Search code examples
hadoophdfsbigdataflumeflume-ng

How to split an event to multiple events to send them to multiplexed fan out flow


We are planning to use kafka flume-ng integration(Flafka) where flume is the consumer for kafka queues. Flume agents will receive files listing commands and their output as shown below:

root@host> [Command1]

[Output1]

root@host> [Command2]

[Output2]

The file may contain multiple commands and a command's output may be huge. We need to intercept the event (which is the file data) and split the event into multiple events based on commands. The source will then fan out the flow to multiple channel sending each sub-event to a channel(using multiplexing) and each sink will store the command info to respective Hive table. Is it possible to use fanout flow to split an event to multiple events? Or If I ask in other way, Can we split an event into multiple events in an interceptor?

I have read about regex extractor interceptor and serializer, but not sure if it can be of any help for this scenario.


Solution

  • If I've understood well, you need the original event taken from a Kafka queue is splited into several, let's say, sub-events. And you want to know which piece of Flume could do that.

    I think interceptors are not suitable for that purpose since interceptors are "placed" between the source and the channel, and they are designed to add, delete or modify the headers about a Flume event before putting it into the channel; as much, they can drop the entire event. But they are not able to generate several events based on other existing one.

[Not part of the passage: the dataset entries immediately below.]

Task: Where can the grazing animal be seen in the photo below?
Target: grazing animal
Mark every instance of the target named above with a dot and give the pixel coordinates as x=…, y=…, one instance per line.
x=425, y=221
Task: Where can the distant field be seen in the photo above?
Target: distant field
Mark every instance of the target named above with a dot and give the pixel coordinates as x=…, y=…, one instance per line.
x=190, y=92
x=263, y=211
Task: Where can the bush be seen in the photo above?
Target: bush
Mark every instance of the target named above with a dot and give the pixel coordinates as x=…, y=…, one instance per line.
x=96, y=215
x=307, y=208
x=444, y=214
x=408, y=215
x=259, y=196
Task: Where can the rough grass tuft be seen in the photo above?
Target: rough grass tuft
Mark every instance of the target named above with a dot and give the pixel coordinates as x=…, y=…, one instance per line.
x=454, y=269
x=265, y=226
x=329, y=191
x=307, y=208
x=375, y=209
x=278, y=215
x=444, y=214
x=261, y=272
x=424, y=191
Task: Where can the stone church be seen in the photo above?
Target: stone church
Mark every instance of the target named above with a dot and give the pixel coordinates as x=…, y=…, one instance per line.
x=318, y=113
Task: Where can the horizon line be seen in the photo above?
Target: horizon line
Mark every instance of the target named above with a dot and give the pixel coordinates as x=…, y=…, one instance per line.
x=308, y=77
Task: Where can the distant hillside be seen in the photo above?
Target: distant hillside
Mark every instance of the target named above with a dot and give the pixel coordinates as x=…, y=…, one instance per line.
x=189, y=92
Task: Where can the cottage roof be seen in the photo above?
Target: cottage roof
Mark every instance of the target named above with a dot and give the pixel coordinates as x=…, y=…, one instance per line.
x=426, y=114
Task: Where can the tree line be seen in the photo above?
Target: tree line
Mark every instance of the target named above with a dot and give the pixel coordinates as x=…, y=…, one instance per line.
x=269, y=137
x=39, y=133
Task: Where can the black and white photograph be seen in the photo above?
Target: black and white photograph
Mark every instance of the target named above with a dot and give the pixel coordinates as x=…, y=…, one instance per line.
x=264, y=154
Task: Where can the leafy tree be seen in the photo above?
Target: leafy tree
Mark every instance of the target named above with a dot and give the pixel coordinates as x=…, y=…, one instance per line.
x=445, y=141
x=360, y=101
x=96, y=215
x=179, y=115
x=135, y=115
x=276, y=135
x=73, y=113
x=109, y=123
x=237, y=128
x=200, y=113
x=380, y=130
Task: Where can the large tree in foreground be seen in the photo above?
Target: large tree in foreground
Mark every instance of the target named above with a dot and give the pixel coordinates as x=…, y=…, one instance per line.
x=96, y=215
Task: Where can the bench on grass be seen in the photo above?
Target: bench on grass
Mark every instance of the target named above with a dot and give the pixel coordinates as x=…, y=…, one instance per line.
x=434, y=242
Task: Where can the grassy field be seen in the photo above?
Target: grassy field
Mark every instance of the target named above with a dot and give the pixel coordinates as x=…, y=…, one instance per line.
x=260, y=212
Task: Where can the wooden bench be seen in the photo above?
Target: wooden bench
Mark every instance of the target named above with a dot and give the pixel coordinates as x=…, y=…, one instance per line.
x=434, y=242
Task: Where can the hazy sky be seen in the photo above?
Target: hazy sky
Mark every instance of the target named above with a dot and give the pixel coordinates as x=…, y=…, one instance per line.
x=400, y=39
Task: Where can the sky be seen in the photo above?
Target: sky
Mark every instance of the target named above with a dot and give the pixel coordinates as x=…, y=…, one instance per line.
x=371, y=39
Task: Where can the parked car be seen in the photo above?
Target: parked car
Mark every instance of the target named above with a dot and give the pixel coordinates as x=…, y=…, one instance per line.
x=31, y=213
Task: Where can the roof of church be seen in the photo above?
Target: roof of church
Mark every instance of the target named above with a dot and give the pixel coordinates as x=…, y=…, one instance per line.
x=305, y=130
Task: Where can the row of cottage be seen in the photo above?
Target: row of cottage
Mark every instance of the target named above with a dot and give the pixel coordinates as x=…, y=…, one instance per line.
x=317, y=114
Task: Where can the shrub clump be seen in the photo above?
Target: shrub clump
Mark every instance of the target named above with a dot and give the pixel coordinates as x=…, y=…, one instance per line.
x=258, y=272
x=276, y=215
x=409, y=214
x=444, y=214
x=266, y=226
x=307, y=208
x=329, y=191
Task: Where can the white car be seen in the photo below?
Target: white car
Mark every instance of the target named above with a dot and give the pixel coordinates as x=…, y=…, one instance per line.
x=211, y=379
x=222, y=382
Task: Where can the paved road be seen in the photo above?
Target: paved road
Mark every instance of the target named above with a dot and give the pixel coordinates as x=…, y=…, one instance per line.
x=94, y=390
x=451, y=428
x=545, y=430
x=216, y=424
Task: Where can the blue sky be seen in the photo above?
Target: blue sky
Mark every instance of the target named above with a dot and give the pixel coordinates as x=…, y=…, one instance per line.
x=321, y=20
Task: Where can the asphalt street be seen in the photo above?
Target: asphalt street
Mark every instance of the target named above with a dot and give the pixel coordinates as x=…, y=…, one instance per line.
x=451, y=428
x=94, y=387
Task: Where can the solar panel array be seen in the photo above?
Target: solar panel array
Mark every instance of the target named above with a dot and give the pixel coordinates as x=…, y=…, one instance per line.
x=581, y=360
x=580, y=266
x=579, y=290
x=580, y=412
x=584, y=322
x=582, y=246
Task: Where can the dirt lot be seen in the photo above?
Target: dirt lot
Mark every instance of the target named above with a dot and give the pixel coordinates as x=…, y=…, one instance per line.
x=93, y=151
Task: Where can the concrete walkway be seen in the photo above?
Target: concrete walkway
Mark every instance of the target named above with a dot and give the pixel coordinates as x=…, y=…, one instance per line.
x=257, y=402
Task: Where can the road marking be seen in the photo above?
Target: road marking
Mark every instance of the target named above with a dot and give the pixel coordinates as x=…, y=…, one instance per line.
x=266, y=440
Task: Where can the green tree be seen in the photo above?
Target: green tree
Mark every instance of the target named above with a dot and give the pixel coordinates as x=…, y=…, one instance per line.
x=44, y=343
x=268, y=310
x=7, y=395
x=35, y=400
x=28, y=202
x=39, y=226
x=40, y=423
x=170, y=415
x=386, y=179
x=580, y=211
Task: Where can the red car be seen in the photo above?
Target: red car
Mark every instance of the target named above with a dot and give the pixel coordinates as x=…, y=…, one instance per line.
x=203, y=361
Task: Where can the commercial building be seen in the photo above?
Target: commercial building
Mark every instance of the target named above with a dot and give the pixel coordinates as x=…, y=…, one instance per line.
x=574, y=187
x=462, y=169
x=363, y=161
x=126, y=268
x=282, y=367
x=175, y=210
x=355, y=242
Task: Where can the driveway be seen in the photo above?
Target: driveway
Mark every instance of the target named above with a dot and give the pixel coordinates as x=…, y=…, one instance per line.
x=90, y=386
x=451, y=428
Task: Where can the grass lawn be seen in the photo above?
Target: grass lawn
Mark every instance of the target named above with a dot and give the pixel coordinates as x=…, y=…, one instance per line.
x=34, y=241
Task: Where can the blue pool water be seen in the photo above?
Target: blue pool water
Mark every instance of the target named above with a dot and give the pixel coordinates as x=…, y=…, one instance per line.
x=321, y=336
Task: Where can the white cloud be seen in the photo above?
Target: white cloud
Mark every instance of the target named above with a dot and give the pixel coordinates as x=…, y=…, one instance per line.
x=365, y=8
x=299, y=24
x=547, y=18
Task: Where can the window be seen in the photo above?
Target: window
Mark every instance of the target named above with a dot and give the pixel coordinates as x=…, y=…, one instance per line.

    I think you are looking for something like a handler attached to the source, able to interpret the events taken from Kafka and generating several Flume events at the source output. This concept is something similar to the handlers you can attach to a HTTPSoure (more details here). If such a thing is possible with your source, most probably you will have to develop your own custom handler, since the functionality you are required is very specific.